Ben Bernanke a défendu jeudi à Washington son action à la tête de la Réserve fédérale des États-Unis (Fed), dans une ambiance feutrée, parfois tendue, devant la Commission bancaire du Sénat chargée de valider sa reconduction pour quatre ans.

La tâche de remettre l'économie américaine sur pied est «loin d'être accomplie» et le chômage, notamment, est encore beaucoup trop élevé, a-t-il reconnu dès le début de son audition.

Cependant, a-t-il ajouté, le résultat de la crise «pourrait avoir été nettement pire sans les actions prises par le Congrès, le Trésor, la Réserve fédérale» et d'autres régulateurs.

Devançant les critiques auxquelles il pouvait s'attendre de la part de nombreux membres de la commission, M. Bernanke a assuré que son institution n'était pas une filiale de Wall Street ou du gouvernement, mais que sa structure-même lui permettait de rester informée de ce que vivent «l'ensemble des Américains».

M. Bernanke est acclamé pour avoir sauvé l'économie américaine de l'effondrement en ayant répondu très rapidement à la crise financière et en engageant la banque centrale dans une politique de soutien à l'économie sans précédent.

C'est à ce titre que le président américain Barack Obama a décidé de reconduire pour quatre ans à la tête de la Fed cet ancien professeur d'économie de l'université de Princeton qui avait pris les rênes de la banque centrale en février 2006 sous la présidence de George Bush.

Malgré son «rôle déterminant» (selon l'expression du sénateur Charles Schumer) pour l'économie américaine, M. Bernanke reste impopulaire, les Américains lui reprochant volontiers d'avoir sauvé les grandes banques tenues pour responsables de la crise plus que les emplois.

Au Capitole, nombre d'élus lui reprochent de n'avoir rien vu venir de la crise, d'avoir failli à sa mission de surveillance du système bancaire ou encore d'être asservi aux puissances de l'argent, comme en témoignerait selon les défenseurs de cette thèse l'insistance de la Fed et du Trésor à sauver à tout prix les plus grandes banques.

À l'invitation du sénateur démocrate Evan Bayh, M. Bernanke a fait amende honorable: «Nous avons été lents en matière de protection des consommateurs», «nous aurions dû exiger plus» des banques, «je n'avais pas prévu une crise de cette intensité», a-t-il déclaré.
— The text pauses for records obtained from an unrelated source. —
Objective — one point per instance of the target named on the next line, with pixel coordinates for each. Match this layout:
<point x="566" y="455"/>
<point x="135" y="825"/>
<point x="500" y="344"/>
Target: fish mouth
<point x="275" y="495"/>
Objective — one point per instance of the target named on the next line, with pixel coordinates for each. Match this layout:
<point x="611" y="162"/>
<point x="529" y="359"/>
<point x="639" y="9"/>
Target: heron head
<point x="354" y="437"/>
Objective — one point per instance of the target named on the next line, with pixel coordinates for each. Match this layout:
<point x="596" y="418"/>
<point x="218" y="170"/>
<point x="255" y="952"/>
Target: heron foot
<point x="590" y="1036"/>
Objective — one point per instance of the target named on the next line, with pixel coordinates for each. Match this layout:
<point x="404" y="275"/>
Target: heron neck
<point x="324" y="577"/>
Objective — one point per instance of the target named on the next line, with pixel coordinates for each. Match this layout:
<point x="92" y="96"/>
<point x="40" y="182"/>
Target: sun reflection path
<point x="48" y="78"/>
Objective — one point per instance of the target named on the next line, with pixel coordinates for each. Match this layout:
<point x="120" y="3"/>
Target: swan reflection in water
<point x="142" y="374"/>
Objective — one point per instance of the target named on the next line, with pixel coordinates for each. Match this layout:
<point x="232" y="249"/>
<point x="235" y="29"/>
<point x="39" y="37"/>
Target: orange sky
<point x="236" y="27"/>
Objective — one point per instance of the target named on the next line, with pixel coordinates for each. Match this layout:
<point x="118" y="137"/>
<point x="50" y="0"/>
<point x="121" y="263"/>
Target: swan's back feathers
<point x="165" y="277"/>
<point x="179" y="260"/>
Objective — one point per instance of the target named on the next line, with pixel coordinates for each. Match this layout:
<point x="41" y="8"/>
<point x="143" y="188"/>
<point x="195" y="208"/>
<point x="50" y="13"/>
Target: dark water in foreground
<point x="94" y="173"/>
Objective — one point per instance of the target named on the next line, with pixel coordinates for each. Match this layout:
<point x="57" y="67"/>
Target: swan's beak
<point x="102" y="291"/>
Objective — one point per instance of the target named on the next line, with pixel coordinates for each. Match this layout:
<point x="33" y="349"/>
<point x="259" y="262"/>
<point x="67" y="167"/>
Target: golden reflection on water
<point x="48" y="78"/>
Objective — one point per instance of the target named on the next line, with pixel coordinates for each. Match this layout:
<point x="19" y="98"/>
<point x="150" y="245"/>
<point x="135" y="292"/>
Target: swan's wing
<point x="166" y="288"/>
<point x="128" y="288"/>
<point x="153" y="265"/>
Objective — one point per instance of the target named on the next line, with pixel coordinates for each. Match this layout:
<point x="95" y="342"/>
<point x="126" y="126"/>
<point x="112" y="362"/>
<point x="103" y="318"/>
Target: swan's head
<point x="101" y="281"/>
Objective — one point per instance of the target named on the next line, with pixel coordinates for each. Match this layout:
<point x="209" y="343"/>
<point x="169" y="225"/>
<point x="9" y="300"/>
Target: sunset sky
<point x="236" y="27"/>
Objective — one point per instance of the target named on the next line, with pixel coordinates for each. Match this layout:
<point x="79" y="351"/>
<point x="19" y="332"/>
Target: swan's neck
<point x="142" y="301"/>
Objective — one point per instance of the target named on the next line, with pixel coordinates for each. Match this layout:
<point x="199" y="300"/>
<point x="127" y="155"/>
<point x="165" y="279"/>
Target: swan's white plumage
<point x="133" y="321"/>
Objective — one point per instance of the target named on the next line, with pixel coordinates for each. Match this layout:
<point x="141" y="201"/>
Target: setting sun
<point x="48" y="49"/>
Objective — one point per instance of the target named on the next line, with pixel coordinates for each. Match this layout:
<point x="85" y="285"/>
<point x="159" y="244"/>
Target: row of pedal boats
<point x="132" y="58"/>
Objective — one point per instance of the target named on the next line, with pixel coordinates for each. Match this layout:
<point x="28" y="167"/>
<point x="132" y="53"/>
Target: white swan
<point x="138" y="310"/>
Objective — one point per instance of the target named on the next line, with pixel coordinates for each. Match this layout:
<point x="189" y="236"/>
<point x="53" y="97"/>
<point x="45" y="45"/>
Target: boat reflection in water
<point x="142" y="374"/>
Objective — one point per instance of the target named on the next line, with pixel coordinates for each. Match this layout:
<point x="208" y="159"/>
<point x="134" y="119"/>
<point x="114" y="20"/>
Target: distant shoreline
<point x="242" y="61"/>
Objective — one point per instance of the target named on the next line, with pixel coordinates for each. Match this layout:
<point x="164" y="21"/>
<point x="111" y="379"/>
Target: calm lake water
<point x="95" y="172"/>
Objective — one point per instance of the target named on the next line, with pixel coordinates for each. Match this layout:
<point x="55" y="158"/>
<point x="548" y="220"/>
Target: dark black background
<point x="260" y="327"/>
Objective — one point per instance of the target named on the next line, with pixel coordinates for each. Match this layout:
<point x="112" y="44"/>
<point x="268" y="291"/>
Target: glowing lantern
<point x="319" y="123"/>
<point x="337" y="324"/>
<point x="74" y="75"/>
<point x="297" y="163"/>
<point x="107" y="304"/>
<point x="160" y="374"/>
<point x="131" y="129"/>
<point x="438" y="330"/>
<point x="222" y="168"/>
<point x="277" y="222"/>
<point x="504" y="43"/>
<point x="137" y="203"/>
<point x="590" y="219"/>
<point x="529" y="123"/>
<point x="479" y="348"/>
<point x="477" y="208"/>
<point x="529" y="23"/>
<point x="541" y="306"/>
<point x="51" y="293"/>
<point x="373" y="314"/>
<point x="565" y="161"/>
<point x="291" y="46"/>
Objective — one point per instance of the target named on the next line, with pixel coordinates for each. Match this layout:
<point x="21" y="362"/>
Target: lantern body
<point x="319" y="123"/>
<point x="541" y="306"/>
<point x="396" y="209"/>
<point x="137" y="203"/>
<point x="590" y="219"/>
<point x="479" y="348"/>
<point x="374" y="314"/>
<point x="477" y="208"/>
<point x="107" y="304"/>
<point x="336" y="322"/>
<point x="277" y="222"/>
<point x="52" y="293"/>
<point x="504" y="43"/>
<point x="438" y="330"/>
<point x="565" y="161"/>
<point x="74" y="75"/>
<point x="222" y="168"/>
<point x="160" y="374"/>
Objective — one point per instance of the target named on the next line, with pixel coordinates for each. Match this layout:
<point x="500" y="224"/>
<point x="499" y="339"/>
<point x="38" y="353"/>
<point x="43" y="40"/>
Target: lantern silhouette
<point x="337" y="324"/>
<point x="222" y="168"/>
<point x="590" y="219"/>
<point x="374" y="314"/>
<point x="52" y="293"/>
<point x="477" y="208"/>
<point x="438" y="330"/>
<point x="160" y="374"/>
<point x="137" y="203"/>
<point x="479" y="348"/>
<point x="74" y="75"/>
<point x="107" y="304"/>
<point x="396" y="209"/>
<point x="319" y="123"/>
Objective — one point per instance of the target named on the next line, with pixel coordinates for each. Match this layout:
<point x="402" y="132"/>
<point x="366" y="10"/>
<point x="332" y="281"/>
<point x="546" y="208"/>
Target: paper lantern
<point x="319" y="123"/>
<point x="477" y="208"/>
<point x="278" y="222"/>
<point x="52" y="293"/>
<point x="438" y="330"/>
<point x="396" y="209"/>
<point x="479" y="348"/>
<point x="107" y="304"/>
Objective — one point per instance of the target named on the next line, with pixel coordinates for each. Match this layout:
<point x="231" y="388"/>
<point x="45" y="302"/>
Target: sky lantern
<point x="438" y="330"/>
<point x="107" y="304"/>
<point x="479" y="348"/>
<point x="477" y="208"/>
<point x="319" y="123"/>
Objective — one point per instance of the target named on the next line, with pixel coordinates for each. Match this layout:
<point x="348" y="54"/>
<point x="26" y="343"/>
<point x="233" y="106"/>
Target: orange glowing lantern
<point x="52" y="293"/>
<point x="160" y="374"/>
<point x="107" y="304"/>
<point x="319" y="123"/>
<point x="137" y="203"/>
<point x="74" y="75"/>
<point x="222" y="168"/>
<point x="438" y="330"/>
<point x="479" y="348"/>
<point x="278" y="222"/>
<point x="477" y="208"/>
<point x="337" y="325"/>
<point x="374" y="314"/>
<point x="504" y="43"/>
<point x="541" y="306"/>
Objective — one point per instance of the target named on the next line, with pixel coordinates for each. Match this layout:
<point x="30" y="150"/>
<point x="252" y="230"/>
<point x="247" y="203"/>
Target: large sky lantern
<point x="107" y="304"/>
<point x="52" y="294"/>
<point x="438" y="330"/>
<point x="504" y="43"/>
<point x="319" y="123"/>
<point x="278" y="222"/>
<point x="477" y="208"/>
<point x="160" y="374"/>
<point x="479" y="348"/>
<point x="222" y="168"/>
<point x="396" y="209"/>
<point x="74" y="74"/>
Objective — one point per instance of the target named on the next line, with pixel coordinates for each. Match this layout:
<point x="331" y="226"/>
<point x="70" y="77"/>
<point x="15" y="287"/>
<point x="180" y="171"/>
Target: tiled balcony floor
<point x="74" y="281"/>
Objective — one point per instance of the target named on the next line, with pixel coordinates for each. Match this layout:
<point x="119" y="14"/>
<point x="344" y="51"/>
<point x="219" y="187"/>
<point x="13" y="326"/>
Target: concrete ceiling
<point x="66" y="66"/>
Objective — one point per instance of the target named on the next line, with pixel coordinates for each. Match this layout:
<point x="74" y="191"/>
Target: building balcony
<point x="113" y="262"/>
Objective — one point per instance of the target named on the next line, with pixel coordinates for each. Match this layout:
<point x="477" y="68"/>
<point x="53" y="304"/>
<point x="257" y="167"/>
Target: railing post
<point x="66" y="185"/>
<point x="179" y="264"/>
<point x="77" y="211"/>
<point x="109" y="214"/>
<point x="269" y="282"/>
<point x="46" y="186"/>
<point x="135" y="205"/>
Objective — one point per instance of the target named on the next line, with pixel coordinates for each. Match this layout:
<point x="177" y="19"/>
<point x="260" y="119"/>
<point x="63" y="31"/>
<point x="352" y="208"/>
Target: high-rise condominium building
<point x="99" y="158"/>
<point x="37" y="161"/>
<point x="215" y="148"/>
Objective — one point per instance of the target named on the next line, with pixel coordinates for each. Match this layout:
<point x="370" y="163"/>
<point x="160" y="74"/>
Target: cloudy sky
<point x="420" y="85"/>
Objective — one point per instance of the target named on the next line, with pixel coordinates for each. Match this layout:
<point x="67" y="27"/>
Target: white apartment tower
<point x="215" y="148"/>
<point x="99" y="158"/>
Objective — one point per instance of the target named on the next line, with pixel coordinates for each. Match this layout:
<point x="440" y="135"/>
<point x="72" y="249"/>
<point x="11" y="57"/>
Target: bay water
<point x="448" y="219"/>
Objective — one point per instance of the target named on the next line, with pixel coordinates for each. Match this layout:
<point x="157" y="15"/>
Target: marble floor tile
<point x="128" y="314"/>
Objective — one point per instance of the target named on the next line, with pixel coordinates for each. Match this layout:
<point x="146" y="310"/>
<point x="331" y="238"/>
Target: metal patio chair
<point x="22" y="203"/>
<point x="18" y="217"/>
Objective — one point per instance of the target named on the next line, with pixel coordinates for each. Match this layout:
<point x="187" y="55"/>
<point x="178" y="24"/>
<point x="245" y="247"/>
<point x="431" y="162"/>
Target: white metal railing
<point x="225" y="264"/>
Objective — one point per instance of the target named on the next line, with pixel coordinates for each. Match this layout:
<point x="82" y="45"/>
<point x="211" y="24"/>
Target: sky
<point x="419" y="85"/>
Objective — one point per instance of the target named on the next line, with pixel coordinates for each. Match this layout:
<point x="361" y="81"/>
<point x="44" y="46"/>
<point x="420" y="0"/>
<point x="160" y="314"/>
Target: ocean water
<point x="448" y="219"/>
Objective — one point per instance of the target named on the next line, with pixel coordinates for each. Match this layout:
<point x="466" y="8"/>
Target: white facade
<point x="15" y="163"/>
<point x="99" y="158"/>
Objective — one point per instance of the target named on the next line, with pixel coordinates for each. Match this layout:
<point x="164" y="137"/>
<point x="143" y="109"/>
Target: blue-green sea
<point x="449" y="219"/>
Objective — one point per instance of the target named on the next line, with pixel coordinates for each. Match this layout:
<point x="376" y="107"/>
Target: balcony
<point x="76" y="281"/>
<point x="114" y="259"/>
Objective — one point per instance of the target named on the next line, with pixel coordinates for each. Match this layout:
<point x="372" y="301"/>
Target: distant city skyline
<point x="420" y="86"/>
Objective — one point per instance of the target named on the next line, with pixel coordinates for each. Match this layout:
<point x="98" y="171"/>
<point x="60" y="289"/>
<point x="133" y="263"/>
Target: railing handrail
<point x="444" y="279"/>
Il a cependant mis en garde le Sénat contre la volonté de réformer trop la Fed dans un sens, qui lui ferait perdre «son indépendance et son efficacité».

Il faisait là allusion à un projet de loi déposé par Christopher Dodd, président de la Commission bancaire, qui dépouillerait la Fed de ses attributions en matière de régulation pour ne plus lui laisser pratiquement que la charge de mener la politique monétaire du pays.

M. Bernanke n'a pas répondu aux attaques de ceux qui l'accusent de collusion avec les «nantis», notamment le sénateur républicain Jim Bunning, le seul qui s'était opposé à sa nomination en 2005, ce qu'il a rappelé fièrement.

Cet ancien joueur de base-ball s'est lancé dans une longue tirade contre le directeur de la banque centrale, qualifiant M. Bernanke d'«incompétent» qui aurait un «désir secret» d'enrichir les banquiers, et promettant de faire tout son possible pour le «renvoyer à Princeton».

«Souhaitez-vous répondre?» a demandé Christopher Dodd, déclenchant les rires de l'assistance (à l'exception notable de M. Bunning), les seuls de la séance.

M. Dodd a assuré M. Bernanke de son soutien, laissant présager un vote positif du Comité à son maintien à la banque centrale, ce qui devrait favoriser ensuite l'aval du Sénat dans son ensemble.